Metadata-Version: 2.1
Name: pyinaturalist-open-data
Version: 0.1.1
Summary: Python utilities for working with inaturalist-open-data
Home-page: https://github.com/JWCook/pyinaturalist-open-data
License: MIT
Keywords: inaturalist,odp,observations,images
Author: Jordan Cook
Requires-Python: >=3.8,<4.0
Classifier: Development Status :: 3 - Alpha
Classifier: Environment :: Console
Classifier: License :: OSI Approved :: MIT License
Classifier: Programming Language :: Python :: 3
Classifier: Programming Language :: Python :: 3.8
Classifier: Programming Language :: Python :: 3.9
Classifier: Topic :: Software Development :: Libraries :: Python Modules
Requires-Dist: appdirs (>=1.4,<2.0)
Requires-Dist: boto3 (>=1.17,<2.0)
Requires-Dist: click (>=7.1,<7.2)
Requires-Dist: click-help-colors (>=0.9,<0.10)
Requires-Dist: pyinaturalist (>=0.12.0,<0.13.0)
Requires-Dist: requests-cache (>=0.6.3,<0.7.0)
Requires-Dist: rich (>=10.0)
Requires-Dist: sqlalchemy (>=1.4,<2.0)
Project-URL: Repository, https://github.com/JWCook/pyinaturalist-open-data
Description-Content-Type: text/markdown

# pyinaturalist-open-data

[![Build status](https://github.com/JWCook/pyinaturalist-open-data/workflows/Build/badge.svg)](https://github.com/JWCook/pyinaturalist-open-data/actions)
[![PyPI](https://img.shields.io/pypi/v/pyinaturalist-open-data?color=blue)](https://pypi.org/project/pyinaturalist-open-data)
[![PyPI - Python Versions](https://img.shields.io/pypi/pyversions/pyinaturalist-open-data)](https://pypi.org/project/pyinaturalist-open-data)
[![PyPI - Format](https://img.shields.io/pypi/format/pyinaturalist-open-data?color=blue)](https://pypi.org/project/pyinaturalist-open-data)
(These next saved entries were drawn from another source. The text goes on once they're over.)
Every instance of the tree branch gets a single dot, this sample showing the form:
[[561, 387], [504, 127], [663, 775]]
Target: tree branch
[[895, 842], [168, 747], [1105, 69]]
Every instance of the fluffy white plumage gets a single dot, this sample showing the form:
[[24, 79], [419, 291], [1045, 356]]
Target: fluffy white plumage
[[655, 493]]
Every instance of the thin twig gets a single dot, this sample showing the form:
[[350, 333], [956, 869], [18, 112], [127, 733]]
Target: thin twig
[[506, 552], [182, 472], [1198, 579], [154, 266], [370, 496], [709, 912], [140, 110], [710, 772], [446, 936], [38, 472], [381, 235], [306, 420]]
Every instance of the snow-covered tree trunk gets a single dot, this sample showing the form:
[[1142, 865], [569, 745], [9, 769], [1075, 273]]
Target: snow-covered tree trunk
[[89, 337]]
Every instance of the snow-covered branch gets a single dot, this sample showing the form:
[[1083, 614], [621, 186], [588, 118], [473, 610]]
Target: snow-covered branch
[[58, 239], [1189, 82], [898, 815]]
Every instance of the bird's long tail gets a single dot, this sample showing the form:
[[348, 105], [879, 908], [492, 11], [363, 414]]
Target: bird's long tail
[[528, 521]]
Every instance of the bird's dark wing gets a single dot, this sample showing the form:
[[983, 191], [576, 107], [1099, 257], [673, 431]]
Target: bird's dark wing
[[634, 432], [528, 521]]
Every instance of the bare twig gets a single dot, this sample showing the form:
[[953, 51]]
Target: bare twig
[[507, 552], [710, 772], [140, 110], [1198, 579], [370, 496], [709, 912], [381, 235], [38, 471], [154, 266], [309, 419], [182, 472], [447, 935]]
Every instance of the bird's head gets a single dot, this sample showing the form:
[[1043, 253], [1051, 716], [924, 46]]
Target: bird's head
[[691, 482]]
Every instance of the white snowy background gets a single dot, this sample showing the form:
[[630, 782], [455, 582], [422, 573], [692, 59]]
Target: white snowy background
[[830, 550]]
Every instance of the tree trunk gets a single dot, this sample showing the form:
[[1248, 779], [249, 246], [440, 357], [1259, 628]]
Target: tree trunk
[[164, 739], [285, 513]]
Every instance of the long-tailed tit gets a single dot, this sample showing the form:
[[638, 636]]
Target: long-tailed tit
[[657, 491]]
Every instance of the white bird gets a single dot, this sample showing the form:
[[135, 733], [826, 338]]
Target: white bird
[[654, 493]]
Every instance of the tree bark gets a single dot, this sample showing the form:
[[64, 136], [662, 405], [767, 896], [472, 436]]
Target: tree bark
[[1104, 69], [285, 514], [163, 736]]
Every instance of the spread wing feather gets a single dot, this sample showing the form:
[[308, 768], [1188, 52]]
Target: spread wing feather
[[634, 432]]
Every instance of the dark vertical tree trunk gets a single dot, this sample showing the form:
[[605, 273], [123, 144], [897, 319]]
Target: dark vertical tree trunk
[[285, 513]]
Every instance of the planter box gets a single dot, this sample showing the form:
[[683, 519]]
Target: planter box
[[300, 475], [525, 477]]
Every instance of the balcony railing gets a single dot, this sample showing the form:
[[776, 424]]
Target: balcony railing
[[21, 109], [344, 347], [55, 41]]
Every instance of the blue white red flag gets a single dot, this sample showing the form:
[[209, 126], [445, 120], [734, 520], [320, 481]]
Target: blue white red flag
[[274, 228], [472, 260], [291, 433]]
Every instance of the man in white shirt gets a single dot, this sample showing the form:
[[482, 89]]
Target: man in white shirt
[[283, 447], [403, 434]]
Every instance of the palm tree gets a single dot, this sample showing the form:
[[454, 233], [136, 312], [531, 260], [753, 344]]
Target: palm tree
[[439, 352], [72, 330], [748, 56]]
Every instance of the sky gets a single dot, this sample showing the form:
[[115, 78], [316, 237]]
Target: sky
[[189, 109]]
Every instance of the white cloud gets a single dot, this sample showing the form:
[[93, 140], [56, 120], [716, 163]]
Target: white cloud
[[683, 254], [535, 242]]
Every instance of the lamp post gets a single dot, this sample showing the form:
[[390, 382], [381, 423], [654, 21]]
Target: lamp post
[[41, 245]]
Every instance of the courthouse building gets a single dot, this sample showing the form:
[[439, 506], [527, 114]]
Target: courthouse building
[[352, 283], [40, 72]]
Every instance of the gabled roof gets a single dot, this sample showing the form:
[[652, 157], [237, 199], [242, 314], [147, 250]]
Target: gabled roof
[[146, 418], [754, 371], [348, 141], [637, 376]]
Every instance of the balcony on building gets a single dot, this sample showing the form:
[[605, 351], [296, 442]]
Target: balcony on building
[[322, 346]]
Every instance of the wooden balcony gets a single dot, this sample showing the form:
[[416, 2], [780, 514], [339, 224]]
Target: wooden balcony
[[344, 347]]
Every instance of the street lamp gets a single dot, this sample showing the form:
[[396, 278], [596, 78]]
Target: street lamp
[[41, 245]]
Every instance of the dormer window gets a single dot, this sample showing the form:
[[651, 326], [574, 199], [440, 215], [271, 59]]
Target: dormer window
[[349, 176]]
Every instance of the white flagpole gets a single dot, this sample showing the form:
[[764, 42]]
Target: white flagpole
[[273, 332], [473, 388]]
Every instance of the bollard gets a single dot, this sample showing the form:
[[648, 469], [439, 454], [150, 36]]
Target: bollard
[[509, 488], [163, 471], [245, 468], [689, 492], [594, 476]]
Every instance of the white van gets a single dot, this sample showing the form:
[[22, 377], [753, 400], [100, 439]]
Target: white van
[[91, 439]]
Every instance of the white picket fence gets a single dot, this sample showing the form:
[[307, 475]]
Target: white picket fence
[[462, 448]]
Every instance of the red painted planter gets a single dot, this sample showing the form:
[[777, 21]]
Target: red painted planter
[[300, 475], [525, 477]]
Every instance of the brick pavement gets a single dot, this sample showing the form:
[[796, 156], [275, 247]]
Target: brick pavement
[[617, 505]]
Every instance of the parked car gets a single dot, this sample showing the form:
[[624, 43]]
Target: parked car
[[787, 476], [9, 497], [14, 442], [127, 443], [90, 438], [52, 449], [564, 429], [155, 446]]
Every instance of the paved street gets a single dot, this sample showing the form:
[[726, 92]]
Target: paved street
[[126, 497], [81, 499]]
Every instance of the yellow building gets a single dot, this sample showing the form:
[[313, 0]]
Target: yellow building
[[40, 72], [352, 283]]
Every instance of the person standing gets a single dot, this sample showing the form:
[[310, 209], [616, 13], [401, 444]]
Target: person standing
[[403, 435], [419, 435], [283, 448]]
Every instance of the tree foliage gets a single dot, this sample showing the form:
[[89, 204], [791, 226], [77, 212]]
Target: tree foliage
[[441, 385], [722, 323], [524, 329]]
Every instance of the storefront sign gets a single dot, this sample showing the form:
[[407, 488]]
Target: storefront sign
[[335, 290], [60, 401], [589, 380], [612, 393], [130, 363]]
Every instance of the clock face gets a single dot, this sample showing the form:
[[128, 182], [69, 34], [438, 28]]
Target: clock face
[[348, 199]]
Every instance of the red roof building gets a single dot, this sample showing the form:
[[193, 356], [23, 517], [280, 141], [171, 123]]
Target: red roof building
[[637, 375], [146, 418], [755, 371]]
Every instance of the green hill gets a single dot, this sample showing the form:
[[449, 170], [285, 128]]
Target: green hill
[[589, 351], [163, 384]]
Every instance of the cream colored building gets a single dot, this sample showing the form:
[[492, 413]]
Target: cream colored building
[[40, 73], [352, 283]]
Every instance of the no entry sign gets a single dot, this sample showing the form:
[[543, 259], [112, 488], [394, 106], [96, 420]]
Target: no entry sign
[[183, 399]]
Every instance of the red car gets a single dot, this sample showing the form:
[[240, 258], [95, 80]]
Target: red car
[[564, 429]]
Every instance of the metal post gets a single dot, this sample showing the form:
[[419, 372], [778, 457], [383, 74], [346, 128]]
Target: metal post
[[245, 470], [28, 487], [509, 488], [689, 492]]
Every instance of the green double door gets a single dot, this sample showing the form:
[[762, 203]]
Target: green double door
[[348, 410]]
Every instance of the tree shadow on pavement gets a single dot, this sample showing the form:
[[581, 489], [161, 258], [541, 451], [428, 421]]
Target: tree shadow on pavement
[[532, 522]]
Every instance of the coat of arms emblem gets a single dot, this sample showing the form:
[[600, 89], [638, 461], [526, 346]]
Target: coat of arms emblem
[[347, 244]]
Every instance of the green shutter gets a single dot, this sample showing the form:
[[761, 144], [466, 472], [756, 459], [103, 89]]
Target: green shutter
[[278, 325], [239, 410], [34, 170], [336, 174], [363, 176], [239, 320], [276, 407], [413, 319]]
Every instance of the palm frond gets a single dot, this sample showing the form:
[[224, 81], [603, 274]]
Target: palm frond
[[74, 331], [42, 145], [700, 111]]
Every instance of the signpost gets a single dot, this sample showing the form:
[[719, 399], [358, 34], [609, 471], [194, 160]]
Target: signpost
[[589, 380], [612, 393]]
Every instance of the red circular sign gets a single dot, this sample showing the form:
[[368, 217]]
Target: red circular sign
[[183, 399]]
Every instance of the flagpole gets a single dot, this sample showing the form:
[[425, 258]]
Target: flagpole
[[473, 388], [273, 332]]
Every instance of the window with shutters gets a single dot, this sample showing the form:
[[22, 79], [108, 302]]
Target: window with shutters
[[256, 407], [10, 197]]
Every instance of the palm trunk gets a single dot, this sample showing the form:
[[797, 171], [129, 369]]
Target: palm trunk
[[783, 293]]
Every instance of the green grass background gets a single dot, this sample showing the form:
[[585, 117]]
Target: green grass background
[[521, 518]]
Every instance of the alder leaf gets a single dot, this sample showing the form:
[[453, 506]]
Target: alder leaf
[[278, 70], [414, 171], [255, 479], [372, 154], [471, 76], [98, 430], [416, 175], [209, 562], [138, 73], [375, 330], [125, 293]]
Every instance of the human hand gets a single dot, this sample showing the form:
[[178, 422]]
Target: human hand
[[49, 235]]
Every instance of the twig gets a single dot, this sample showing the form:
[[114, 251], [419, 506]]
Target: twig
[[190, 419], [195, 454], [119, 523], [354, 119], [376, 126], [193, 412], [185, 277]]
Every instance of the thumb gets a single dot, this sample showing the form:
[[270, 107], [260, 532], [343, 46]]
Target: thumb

**This is a work in progress and not yet complete!**

**pyinaturalist-open-data** is a python library and CLI tool for working with
[inaturalist-open-data](https://github.com/inaturalist/inaturalist-open-data).
Its goal is to make it easy to import and use this dataset in a python application backed by
[any SQLAlchemy-compatible database engine](https://docs.sqlalchemy.org/en/14/core/engines.html#supported-databases)
(SQLite by default), or simply for local data exploration.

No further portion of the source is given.